Omics Data Integration Project

Description

Multivariate methods are well suited to large omics data sets where the number of variables (e.g. genes, proteins, metabolites) is much larger than the number of samples (patients, cells, mice). They have the appealing properties of reducing the dimension of the data by using instrumental variables (components), which are defined as combinations of all variables. Those components are then used to produce useful graphical outputs that enable better understanding of the relationships and correlation structures between the different data sets that are integrated. mixOmics offers a wide range of multivariate methods for the exploration and integration of biological datasets with a particular focus on variable selection.

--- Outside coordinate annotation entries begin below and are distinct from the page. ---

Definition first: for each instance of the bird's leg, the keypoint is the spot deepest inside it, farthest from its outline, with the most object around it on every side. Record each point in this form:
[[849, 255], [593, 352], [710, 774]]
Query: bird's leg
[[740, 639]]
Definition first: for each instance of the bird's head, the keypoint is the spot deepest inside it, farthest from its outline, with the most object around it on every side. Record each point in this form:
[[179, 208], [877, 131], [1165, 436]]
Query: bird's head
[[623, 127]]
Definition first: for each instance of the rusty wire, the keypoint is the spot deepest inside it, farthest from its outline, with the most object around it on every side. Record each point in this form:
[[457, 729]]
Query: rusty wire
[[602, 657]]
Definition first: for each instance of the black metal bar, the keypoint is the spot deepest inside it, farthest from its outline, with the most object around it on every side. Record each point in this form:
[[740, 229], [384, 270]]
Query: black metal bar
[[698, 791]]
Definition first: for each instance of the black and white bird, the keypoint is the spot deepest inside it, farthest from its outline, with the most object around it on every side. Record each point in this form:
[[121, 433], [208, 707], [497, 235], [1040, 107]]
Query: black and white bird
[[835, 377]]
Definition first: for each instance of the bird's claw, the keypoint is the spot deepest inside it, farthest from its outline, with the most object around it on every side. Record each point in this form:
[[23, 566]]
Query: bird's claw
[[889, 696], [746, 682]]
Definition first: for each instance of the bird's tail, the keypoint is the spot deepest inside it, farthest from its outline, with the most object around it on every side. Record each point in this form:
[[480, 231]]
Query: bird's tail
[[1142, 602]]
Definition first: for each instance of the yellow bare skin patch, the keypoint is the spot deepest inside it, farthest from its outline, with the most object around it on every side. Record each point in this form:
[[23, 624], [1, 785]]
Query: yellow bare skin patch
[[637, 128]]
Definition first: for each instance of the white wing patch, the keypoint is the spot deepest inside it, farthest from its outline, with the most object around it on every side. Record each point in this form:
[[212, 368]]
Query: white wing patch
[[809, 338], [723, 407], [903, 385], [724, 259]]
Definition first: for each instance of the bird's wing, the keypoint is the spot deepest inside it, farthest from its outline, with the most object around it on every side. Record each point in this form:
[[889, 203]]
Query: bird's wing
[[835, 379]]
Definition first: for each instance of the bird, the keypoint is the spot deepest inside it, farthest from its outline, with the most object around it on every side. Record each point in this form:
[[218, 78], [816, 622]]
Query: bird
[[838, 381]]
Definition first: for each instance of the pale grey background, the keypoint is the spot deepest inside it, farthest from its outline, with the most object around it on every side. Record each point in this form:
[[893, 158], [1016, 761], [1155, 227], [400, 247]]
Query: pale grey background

The package proposes several sparse multivariate models we have developed to identify the key variables that are highly correlated, and/or explain the biological outcome of interest. The data that can be analysed with mixOmics may come from high throughput sequencing technologies, such as omics data (transcriptomics, metabolomics, proteomics, metagenomics etc) but also beyond the realm of omics (e.g. spectral imaging). The methods implemented in mixOmics can also handle missing values without having to delete entire rows with missing data. A non exhaustive list of methods include variants of generalised Canonical Correlation Analysis, sparse Partial Least Squares and sparse Discriminant Analysis. Recently we implemented integrative methods to combine multiple data sets: N-integration with variants of Generalised Canonical Correlation Analysis and P-integration with variants of multi-group Partial Least Squares.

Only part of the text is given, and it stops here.